Having served a just short of a year and a half for housebreaking, Manuel was released in November 1957 and immediately recommenced his killing rampage. His next victim would be 36 year old taxi driver Sydney Dunn who was murdered in December of that year in Newcastle where Manuel had travelled to look for work. Dunn has often been referred to as the ‘forgotten victim’ as he was the only male and the only murder which occurred outside Scotland. Further, his usual motives ( sexual and housebreaking) were absent. Dunn was shot in the head and had his throat slit. Despite being convicted of the murder, there has always been an element of doubt as to whether Manuel was indeed the assailant.
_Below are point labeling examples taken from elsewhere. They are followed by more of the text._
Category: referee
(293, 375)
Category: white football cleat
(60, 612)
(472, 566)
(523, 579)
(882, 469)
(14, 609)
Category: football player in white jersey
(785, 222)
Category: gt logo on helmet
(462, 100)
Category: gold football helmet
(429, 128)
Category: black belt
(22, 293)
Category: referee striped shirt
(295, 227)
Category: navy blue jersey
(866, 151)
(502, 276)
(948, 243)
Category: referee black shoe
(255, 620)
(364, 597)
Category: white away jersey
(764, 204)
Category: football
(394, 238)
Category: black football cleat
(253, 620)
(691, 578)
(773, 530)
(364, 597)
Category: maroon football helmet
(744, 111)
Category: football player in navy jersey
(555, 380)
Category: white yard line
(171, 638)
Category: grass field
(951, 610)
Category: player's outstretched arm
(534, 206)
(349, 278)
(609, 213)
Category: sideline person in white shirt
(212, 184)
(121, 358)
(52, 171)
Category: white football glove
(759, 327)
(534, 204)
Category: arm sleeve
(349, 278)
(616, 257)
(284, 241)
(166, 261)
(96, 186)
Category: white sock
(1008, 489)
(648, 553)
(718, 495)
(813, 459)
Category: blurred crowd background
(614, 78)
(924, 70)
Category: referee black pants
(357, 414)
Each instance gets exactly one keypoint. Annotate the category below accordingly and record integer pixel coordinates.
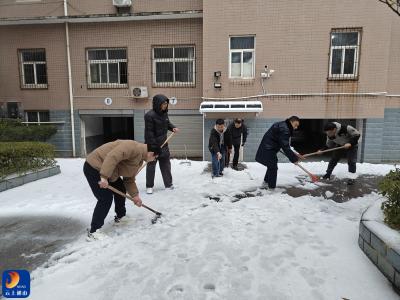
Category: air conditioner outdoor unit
(122, 3)
(231, 106)
(139, 92)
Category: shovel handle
(312, 176)
(114, 190)
(324, 151)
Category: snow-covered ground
(267, 247)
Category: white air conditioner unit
(139, 92)
(122, 3)
(231, 106)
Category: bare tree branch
(393, 4)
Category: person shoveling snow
(104, 167)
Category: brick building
(96, 65)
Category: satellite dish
(107, 101)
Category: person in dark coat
(237, 129)
(276, 138)
(342, 135)
(156, 126)
(219, 141)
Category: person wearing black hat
(238, 132)
(342, 135)
(276, 138)
(156, 126)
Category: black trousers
(236, 149)
(272, 169)
(104, 197)
(165, 167)
(351, 155)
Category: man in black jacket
(219, 140)
(156, 126)
(236, 130)
(342, 135)
(277, 137)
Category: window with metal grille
(344, 53)
(37, 116)
(107, 68)
(33, 68)
(174, 66)
(241, 57)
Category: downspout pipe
(71, 96)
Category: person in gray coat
(342, 135)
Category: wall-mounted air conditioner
(122, 3)
(139, 92)
(231, 106)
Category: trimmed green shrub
(390, 188)
(12, 130)
(20, 157)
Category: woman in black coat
(156, 126)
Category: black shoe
(326, 177)
(117, 219)
(351, 182)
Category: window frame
(22, 63)
(174, 83)
(253, 51)
(38, 116)
(107, 61)
(357, 55)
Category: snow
(373, 218)
(329, 194)
(270, 246)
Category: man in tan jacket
(105, 166)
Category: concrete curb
(382, 252)
(17, 180)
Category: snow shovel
(313, 177)
(145, 163)
(186, 161)
(158, 214)
(324, 151)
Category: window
(37, 116)
(241, 57)
(107, 68)
(174, 65)
(344, 54)
(33, 68)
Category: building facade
(92, 67)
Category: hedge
(20, 157)
(12, 130)
(390, 188)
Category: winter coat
(236, 133)
(215, 139)
(119, 158)
(157, 124)
(344, 134)
(277, 137)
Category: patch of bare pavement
(337, 189)
(27, 242)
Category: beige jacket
(119, 158)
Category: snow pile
(270, 246)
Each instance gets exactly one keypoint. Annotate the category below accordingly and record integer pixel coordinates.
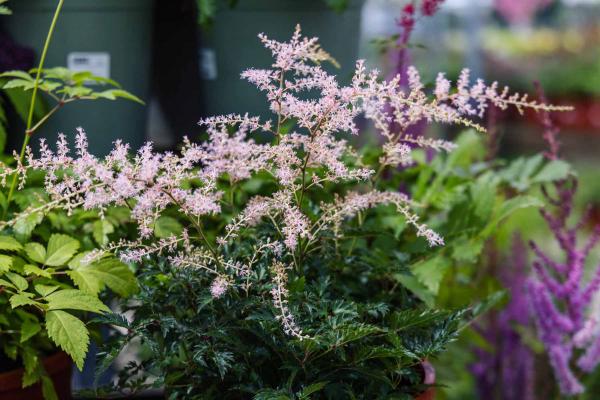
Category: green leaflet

Within a month, Manuel had struck again – this time his victim was 17 year old Isabelle Cooke. The teenager was abducted as she made her way to a disco at Uddingston Grammar. She was raped and strangled and buried in a nearby field. Within only 4 days, Manuel shot a family of 3 at their home in Uddingston. Peter, Doris and 10 year old Michael Smart were all killed on New Year’s Day 1958. Exhibiting his now familiar breathtaking arrogance, indifference and psychopathic behaviour, Manuel stayed in the house for a week.
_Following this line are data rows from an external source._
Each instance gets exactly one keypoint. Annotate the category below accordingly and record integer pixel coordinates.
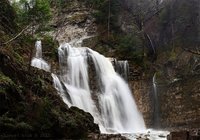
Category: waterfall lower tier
(114, 109)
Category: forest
(100, 69)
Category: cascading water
(115, 109)
(119, 111)
(37, 61)
(122, 67)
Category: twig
(193, 52)
(16, 35)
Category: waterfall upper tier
(114, 108)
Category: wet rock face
(94, 136)
(72, 21)
(31, 108)
(177, 81)
(184, 135)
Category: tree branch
(7, 42)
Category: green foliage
(130, 46)
(102, 13)
(35, 12)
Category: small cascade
(122, 67)
(114, 110)
(37, 61)
(156, 104)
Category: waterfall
(37, 61)
(114, 110)
(156, 104)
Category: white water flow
(122, 67)
(115, 110)
(37, 61)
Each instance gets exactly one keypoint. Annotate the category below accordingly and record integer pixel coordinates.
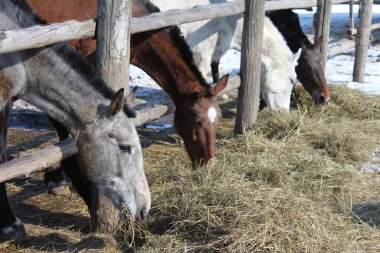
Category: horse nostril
(142, 214)
(325, 99)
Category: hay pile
(288, 185)
(292, 184)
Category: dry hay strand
(291, 184)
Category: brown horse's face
(310, 72)
(196, 119)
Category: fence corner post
(362, 40)
(322, 27)
(250, 66)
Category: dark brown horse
(310, 69)
(165, 56)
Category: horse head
(110, 155)
(196, 119)
(310, 72)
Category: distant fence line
(43, 35)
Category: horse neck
(288, 24)
(161, 60)
(59, 87)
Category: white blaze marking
(211, 114)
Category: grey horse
(60, 82)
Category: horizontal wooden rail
(39, 36)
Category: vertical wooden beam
(362, 40)
(351, 31)
(250, 65)
(113, 43)
(322, 26)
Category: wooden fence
(39, 36)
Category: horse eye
(197, 124)
(125, 148)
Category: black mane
(287, 22)
(73, 58)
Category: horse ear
(117, 102)
(296, 56)
(303, 44)
(219, 86)
(130, 99)
(318, 42)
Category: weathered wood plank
(250, 66)
(43, 35)
(39, 36)
(112, 62)
(362, 40)
(322, 29)
(29, 162)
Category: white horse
(209, 40)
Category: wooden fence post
(351, 31)
(362, 40)
(322, 26)
(113, 43)
(250, 65)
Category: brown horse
(165, 56)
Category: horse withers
(56, 79)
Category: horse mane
(180, 43)
(26, 16)
(287, 22)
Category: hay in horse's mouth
(286, 185)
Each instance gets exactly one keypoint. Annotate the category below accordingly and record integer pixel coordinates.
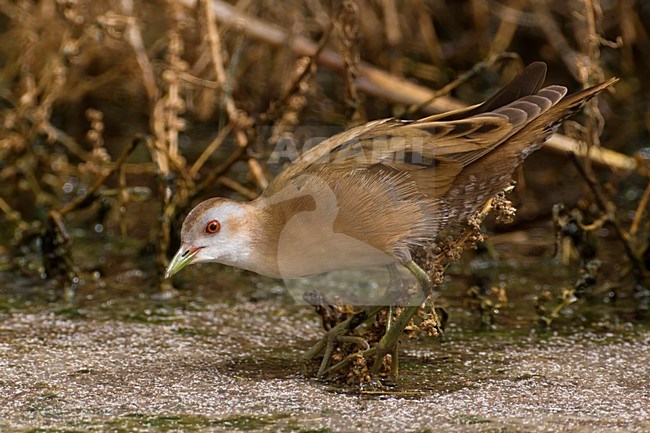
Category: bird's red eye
(213, 227)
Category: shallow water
(221, 354)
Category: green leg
(337, 333)
(388, 342)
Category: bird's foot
(337, 335)
(389, 342)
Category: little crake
(366, 196)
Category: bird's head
(216, 230)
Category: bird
(368, 196)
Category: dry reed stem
(376, 82)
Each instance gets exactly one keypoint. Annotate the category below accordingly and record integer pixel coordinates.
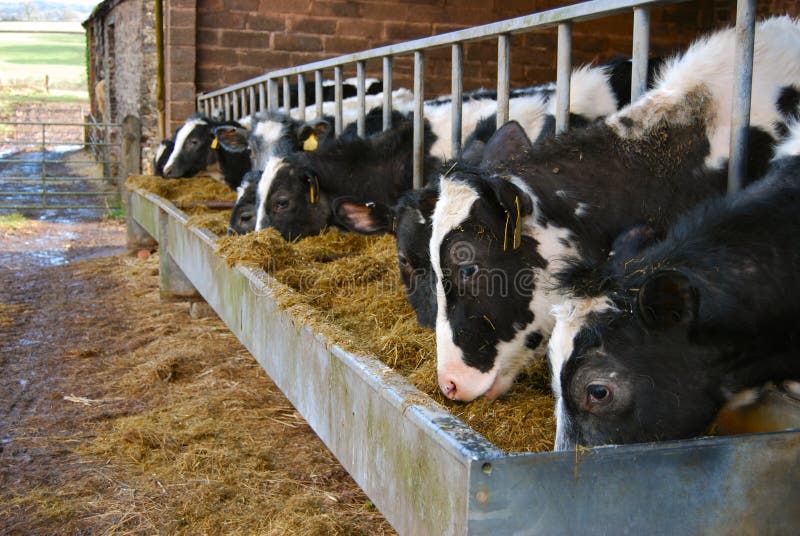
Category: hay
(347, 287)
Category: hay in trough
(347, 287)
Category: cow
(197, 148)
(295, 192)
(410, 219)
(652, 345)
(498, 235)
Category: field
(27, 58)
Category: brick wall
(240, 39)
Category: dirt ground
(123, 414)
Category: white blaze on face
(452, 209)
(274, 164)
(180, 139)
(570, 318)
(708, 65)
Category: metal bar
(641, 49)
(457, 90)
(419, 117)
(272, 94)
(235, 106)
(387, 93)
(318, 93)
(563, 73)
(503, 77)
(742, 89)
(576, 13)
(301, 97)
(287, 96)
(361, 125)
(337, 76)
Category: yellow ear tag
(311, 143)
(518, 227)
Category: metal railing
(35, 174)
(261, 92)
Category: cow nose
(448, 387)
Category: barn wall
(239, 39)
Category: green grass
(26, 58)
(12, 221)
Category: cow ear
(364, 218)
(232, 138)
(509, 142)
(516, 204)
(313, 133)
(666, 300)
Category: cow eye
(598, 394)
(467, 270)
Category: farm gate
(60, 166)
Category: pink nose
(448, 388)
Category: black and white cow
(652, 346)
(410, 218)
(162, 155)
(499, 235)
(243, 214)
(296, 191)
(198, 147)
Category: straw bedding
(347, 287)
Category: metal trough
(429, 473)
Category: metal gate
(60, 166)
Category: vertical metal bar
(742, 88)
(419, 118)
(457, 90)
(301, 96)
(318, 93)
(641, 49)
(503, 77)
(287, 96)
(361, 125)
(563, 73)
(337, 77)
(272, 94)
(387, 92)
(44, 172)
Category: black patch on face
(487, 289)
(413, 251)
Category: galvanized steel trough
(429, 473)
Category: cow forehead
(452, 209)
(570, 316)
(274, 165)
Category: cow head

The Smart Family victims took Manuel’s tally of murders to a chilling nine in just 2 years.
Manuel was arrested within a fortnight of the last killings when his arrogance and pomposity gave him away. He brazenly used brand new banknotes when paying for drinks which, in the absence of ATM machines were a rare sight. Police arrested him and linked the banknotes to Peter Smart.
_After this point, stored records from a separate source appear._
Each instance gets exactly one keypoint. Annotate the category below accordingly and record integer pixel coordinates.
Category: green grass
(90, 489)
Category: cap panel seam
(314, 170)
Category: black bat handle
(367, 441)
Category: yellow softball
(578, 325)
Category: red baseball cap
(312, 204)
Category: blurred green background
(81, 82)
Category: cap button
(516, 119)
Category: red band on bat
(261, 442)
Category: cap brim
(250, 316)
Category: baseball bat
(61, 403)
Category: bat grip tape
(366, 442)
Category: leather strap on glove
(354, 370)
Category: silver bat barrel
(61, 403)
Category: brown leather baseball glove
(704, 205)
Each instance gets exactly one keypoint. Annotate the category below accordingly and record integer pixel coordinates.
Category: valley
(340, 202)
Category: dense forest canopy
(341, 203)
Whilst in custody , Manuel confessed to the murders.
He appeared at the High Court in Glasgow on 12th May 1958. His trial would last 17 days.
When he appeared, he entered a plea of not guilty and immediately withdrew his confessions, claiming that they had been unlawfully extracted from him under coercion. On the ninth day of the trial he dismissed his entire legal team and represented himself. Reports from the trial appear to indicate that he conducted himself with skill and showed great advocacy. The jury were not impressed however and found him guilty of 8 murders in just over 2 hours of deliberations. He was acquitted of the murder of Anne Kneilands, his first victim, due to a lack of corroborative evidence.
He was sentenced to death by hanging which took place at 8am on Friday July 11th 1958. A mere 24 seconds after ‘the drop’, he was certified dead.
It is, of course, as much about opinion and conjecture as to what makes individuals such as Manuel do what they do as it is science. It’s probably a combination of psychopathy, narcissism, egocentricity, a startling lack of remorse and guilt, no social or behavioural filter, lack of empathy, authoritarian in approach, impulsiveness and often early childhood or behavioural problems. None of these ‘traits’ of course serve as anything other than possible reasons for the commission of such atrocities.
Individuals can be very very bad without being very very mad. Dennis Nilsen is testament to that.
Manuel was certainly very very bad. Very. As the families of his victims will testify.
Probably our country’s first and worst serial killer.